N. 02009/2023 REG.RIC.
REPUBBLICA ITALIANA
IN NOME DEL POPOLO ITALIANO
Il Tribunale Amministrativo Regionale per il Lazio
(Sezione Terza Quater)
ha pronunciato la presente
SENTENZA
sul ricorso numero di registro generale 2009 del 2023, integrato da motivi aggiunti, proposto da Thermo Fisher Scientific S.p.A., in persona del legale rappresentante pro tempore , rappresentata e difesa dagli avvocati Claudio Bonora, Luigi Giuri, Emanuela Paoletti, Marco Massimino, con domicilio digitale come da PEC da Registri di Giustizia e domicilio eletto presso lo studio dell’avvocato Emanuela Paoletti in Roma, viale Bruno Buozzi, 68;
contro
Ministero della Salute, Ministero dell’Economia e delle Finanze, Presidenza del Consiglio dei Ministri, Presidenza del Consiglio dei Ministri, Conferenza Permanente per i Rapporti tra lo Stato le Regioni e le Province Autonome, in persona dei rispettivi legali rappresentanti pro tempore , rappresentati e difesi ope legis dall’Avvocatura Generale dello Stato, presso cui sono domiciliati in Roma, via dei Portoghesi, 12;
Regione Liguria, non costituita in giudizio;
nei confronti
Roche Diagnostics S.p.A., non costituita in giudizio;
per l’annullamento
Per quanto riguarda il ricorso introduttivo dei seguenti atti:
a) Decreto n. 7967 del 14 dicembre 2022 assunto dal Direttore Generale del Dipartimento salute e servizi sociali della Regione Liguria avente per oggetto «Ripiano per il superamento del tetto di spesa dei dispositivi medici per agli anni 2015, 2016, 2017 e 2018. Individuazione delle aziende fornitrici e dei relativi importi di ripiano», pubblicata in data 19 dicembre 2022, e relativo Allegato 1 (elenco aziende fornitrici e relativi importi);
b) Decreto del Ministero della Salute di concerto con il Ministero dell'Economia e delle Finanze del 6 luglio 2022, recante «Certificazione del superamento del tetto di spesa dei dispositivi medici a livello nazionale e regionale per gli anni 2015, 2016, 2017 e 2018», pubblicato sulla Gazzetta Ufficiale della Repubblica Italiana n. 216 del 15 settembre 2022 (atto presupposto);
c) Decreto del Ministero della Salute del 6 ottobre 2022, recante «Adozione delle linee guida propedeutiche all’emanazione dei provvedimenti regionali e provinciali in tema di ripiano del superamento del tetto dei dispositivi medici per gli anni 2015, 2016, 2017, 2018», pubblicato sulla Gazzetta Ufficiale della Repubblica Italiana n. 251 del 26 ottobre 2022 (atto presupposto);
d) nonché per l'annullamento di ogni atto comunque connesso, preordinato e conseguente;
nonché avente ad oggetto, ai sensi dell’art. 116, comma 2, c.p.a.
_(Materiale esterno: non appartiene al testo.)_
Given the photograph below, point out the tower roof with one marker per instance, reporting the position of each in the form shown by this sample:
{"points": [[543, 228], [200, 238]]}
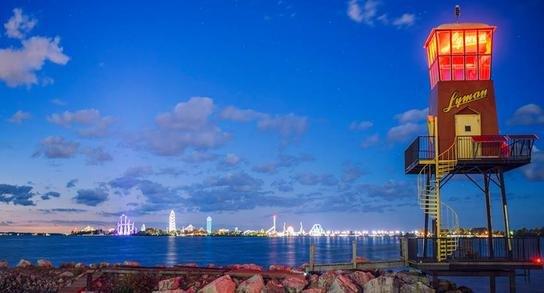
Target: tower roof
{"points": [[459, 26]]}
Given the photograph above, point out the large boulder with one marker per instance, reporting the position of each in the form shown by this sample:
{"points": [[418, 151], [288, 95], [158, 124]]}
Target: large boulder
{"points": [[44, 264], [361, 278], [66, 274], [313, 281], [273, 286], [416, 287], [314, 290], [23, 263], [382, 284], [326, 279], [252, 285], [342, 284], [222, 284], [170, 284], [294, 284]]}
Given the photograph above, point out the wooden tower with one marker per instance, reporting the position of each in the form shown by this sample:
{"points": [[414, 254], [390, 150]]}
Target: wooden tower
{"points": [[463, 128]]}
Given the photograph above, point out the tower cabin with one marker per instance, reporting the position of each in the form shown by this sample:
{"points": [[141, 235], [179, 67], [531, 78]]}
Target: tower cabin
{"points": [[462, 105]]}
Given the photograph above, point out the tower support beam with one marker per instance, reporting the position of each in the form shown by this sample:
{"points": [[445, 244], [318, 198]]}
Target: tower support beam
{"points": [[488, 212], [500, 174]]}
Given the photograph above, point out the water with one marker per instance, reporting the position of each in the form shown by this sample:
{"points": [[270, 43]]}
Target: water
{"points": [[151, 251]]}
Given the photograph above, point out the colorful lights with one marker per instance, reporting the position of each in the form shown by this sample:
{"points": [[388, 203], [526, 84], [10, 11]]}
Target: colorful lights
{"points": [[459, 52]]}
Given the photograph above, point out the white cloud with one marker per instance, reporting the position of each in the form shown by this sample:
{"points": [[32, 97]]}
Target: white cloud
{"points": [[404, 131], [19, 66], [56, 147], [370, 141], [19, 24], [407, 19], [19, 116], [189, 115], [92, 122], [97, 156], [288, 126], [365, 14], [530, 114], [231, 159], [360, 125], [188, 125]]}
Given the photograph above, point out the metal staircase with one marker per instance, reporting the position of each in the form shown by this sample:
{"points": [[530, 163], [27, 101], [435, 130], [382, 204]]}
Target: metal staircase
{"points": [[430, 179]]}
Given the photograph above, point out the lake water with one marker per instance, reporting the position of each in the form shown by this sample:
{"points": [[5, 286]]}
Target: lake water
{"points": [[151, 251]]}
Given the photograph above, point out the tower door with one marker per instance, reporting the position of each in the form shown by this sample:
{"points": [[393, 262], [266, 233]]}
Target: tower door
{"points": [[467, 125]]}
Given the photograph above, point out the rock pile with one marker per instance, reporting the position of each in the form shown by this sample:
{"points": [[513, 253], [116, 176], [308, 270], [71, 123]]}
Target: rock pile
{"points": [[41, 277]]}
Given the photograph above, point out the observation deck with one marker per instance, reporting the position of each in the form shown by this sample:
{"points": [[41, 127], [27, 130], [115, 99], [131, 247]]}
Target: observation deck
{"points": [[473, 154]]}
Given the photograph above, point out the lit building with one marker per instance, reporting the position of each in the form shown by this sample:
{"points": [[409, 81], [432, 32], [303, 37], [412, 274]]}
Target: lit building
{"points": [[125, 226], [172, 222], [209, 225]]}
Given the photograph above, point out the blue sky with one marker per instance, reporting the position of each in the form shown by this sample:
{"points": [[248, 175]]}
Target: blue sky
{"points": [[241, 110]]}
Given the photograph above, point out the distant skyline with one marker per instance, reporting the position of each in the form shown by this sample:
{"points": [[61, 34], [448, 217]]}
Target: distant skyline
{"points": [[241, 110]]}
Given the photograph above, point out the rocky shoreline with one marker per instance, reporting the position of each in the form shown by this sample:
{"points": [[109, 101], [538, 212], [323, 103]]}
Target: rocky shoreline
{"points": [[249, 278]]}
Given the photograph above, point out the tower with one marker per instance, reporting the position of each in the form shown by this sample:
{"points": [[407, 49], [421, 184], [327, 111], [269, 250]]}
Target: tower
{"points": [[209, 225], [463, 136], [172, 221], [125, 226]]}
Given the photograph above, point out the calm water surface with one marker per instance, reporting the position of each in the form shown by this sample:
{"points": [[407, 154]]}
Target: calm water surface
{"points": [[220, 251]]}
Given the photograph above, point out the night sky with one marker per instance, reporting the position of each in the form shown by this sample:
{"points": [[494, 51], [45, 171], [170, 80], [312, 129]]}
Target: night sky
{"points": [[243, 109]]}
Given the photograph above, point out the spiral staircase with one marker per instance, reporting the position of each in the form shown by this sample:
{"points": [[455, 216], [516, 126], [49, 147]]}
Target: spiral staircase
{"points": [[430, 179]]}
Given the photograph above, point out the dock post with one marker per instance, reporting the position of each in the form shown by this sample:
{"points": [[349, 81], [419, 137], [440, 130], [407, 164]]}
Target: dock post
{"points": [[492, 284], [312, 257], [512, 281], [488, 210], [89, 283], [354, 253], [426, 229], [505, 214], [404, 250]]}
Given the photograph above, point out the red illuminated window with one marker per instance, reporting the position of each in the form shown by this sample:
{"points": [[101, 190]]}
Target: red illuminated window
{"points": [[443, 42], [471, 68], [434, 73], [458, 54], [431, 51], [458, 66], [484, 42], [445, 67], [457, 43], [471, 42], [485, 66]]}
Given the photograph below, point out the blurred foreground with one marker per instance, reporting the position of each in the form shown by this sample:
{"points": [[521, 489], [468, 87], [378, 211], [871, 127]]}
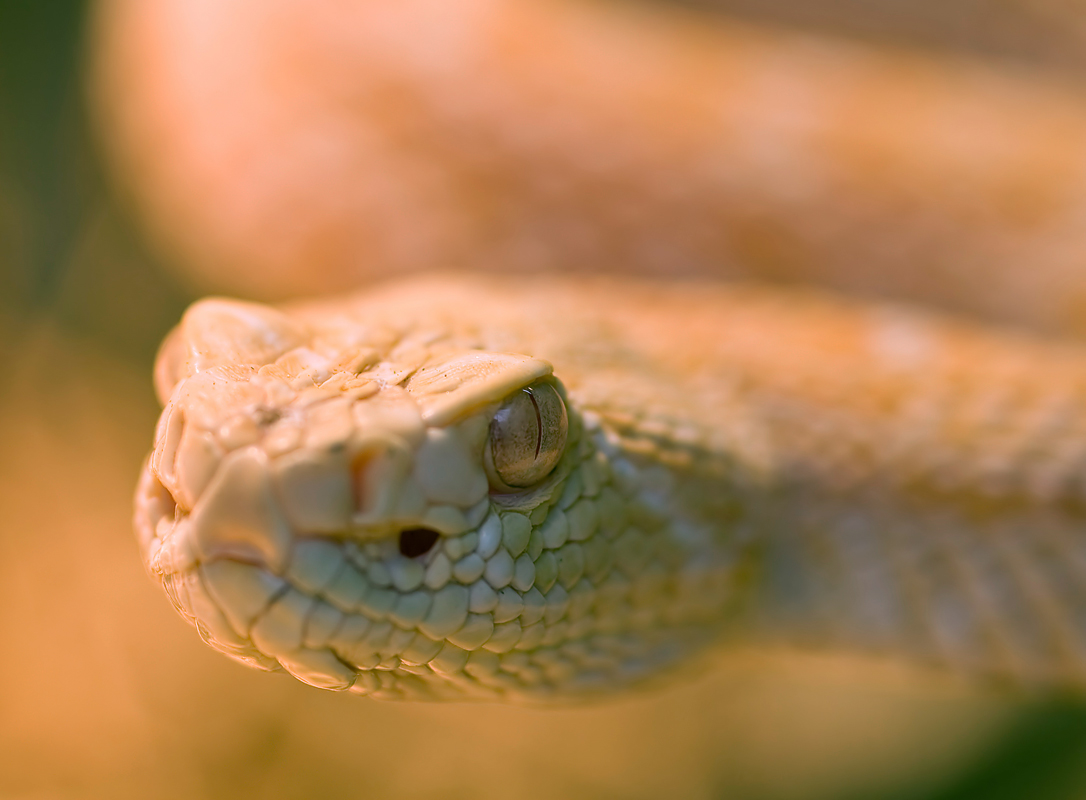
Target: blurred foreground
{"points": [[104, 691]]}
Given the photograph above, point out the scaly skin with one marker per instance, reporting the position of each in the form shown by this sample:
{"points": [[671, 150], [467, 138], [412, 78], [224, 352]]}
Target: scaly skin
{"points": [[741, 465]]}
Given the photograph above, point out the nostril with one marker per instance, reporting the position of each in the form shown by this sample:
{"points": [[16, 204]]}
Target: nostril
{"points": [[416, 542]]}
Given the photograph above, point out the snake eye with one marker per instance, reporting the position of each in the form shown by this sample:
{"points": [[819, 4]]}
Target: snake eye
{"points": [[527, 437]]}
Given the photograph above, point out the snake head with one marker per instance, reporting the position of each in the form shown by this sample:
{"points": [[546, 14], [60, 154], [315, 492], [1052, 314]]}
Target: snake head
{"points": [[400, 512]]}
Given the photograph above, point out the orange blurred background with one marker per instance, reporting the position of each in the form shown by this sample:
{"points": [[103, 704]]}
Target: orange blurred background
{"points": [[104, 690]]}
e) l’annullamento e/o la riforma, ai sensi dell'art. 25 della legge n. 241/1990, della nota della Regione in data 17 gennaio 2023 Prot-2023-0061137 avente ad oggetto «Istanze di accesso in merito al Pay back sui dispositivi medici», con cui la Regione ha risposto all’istanza di accesso della ricorrente in data 4 gennaio 2023 senza esibire la documentazione richiesta;
f) l’accertamento del diritto della ricorrente di ottenere l’accesso e l’estrazione di copia integrale dei documenti indicati nell’istanza di accesso, con la conseguente condanna dell’Amministrazione resistente alla relativa esibizione e al rilascio di copia;
g) nonché per l'annullamento di ogni atto comunque connesso, preordinato e conseguente, allo stato non noto, con espressa riserva di motivi aggiunti.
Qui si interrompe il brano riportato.